IIS Websites With a Site ID of 0

tl;dr if you create a website with a site ID of 0 in IIS, it will break the site

Recently I lost far too much of my life discovering why a change broke one of our ASP.NET websites.

We were in the process of migrating to a new CI/CD pipeline, and had successfully tested it in both a development and in a mock production environment. All looked good, so we went ahead and deployed to the production server (This was a blue/green deployment, so the previous version was running happily on a different server the whole time). A temporary subdomain was pointed at the new production release and we went to start some final testing.

Unfortunately, all we got was a 500 internal server error, no matter what we tried! Even the extremely basic aspx page that was used as a health check would not load, which additionally meant that the health check never passed, and the deployment always failed.

Any inspection of logs, tracing, or Windows Event log did not produce an informative error message. The Windows event log showed a message like:

An application has reported as being unhealthy. The worker process will now request a recycle.

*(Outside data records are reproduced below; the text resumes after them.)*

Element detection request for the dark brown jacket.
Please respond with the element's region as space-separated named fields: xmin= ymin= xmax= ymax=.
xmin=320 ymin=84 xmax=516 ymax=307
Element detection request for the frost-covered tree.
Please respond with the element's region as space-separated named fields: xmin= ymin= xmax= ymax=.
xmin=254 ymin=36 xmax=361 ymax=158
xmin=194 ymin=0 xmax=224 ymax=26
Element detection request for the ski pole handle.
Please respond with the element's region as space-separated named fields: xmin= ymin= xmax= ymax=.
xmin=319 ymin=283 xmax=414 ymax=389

Reason given: ASP.NET application initialization failed.. The data is the error.

Along with a hexadecimal error code 0x80070057. The stacktrace could only show the location as “AspNetApplicationInitializationFailureModule”.

The issue was especially confusing, as the exact same build of the code was working perfectly on the same server images in two other environments. The ops team repeatedly confirmed that the server setups were identical, and the product team repeatedly confirmed that the code build version was also identical.

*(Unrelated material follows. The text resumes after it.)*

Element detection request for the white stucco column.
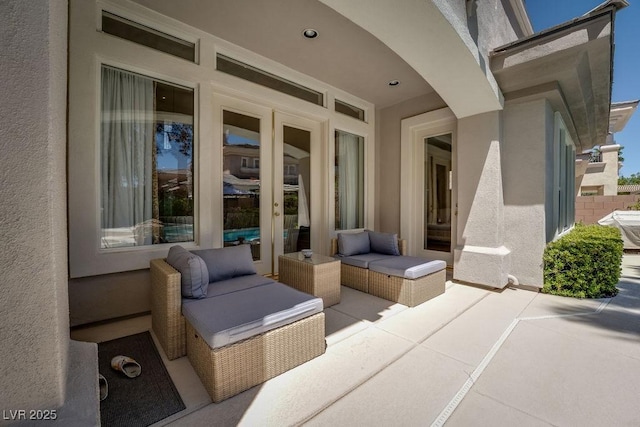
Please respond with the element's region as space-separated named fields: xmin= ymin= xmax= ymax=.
xmin=0 ymin=0 xmax=99 ymax=425
xmin=0 ymin=0 xmax=69 ymax=410
xmin=453 ymin=111 xmax=510 ymax=288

Many things were checked and tried:

  • doesn’t seem to be the database connection string (database configuration files from the working production environemnt deployment were copied, and it didn’t work)
  • doesn’t seem to be web.config (the web.config from working live production deployment was copy-pasted and it didn’t work)
  • doesn’t seem to be missing or corrupted files in deployment (in a fit of desperation, the whole inetpub folder from a working deployment was zipped, uploaded and copy-pasted)
  • Didn’t seem to be .NET framework installed version
  • no issues in Server Management installed features from what we could see
  • IIS tracing didn’t show anything useful
  • no other logs were showing anything useful.
  • Creating a different test website on the server (this worked!)
  • Remote debugging with Visual Studio (did not work)
  • Local debugging with Visual Studio including installing Visual Studio on the server (did not work, the exception could not be caught)

A False Clue

One test was upgrading the .NET Framework version of site, manually deploying the build to the server, and testing if that worked. It did!

I assumed that the .NET Framework version was the issue. did a new branch, commit, and build, and redeployed the site. However, that deployment also failed.

A Real Clue

It was then realised that it was not the .NET Framework upgrade that caused the site to work, it was the manual deployment.

Further testing confirmed that manually running the deployment script commands would result in the site not working, however, creating the site using the mouse and GUI using IIS Manager would result in the site working fine.

Both of these scenarios were run, and the resulting C:\Windows\System32\inetsrv\config\applicationHost.config files were saved and compared with diff tool. There were 4 differences, after testing each difference, it was determined that if the website is created with an IIS site ID of 0 it does not work, but if the website is created with an IIS site ID of 1, it does work.

Explanation

The deployment script was using the environment number as the site ID. E.g. the development environment had an environment ID of 20, so the site ID was passed in an argument as ‘20’. In the mock production environment, the environment ID was 10 … and in production, the environment ID was ‘0’.

Conclusion

Ultimately, I would like to blame Microsoft and IIS, for not giving a readable error description, and for allowing a site to be created with an invalid ID with appcmd. There is also no documentation to be found about this issue or about IIS site IDs. This might have been one of the first issues in my career for which there truly seemed to be absolutely nothing to be found online about it.

For our side, I think the fact that the failure was specific to the environment, should have caused us to look more closely at the environment parameters in the deployment scripts. At OneStop, because there is a very old and baked-in convention of using “0” as production environment ID, there is the potential for names or IDs to be set to “0” which may cause strange issues like this.

Thanks to all of my colleagues who helped with this issue.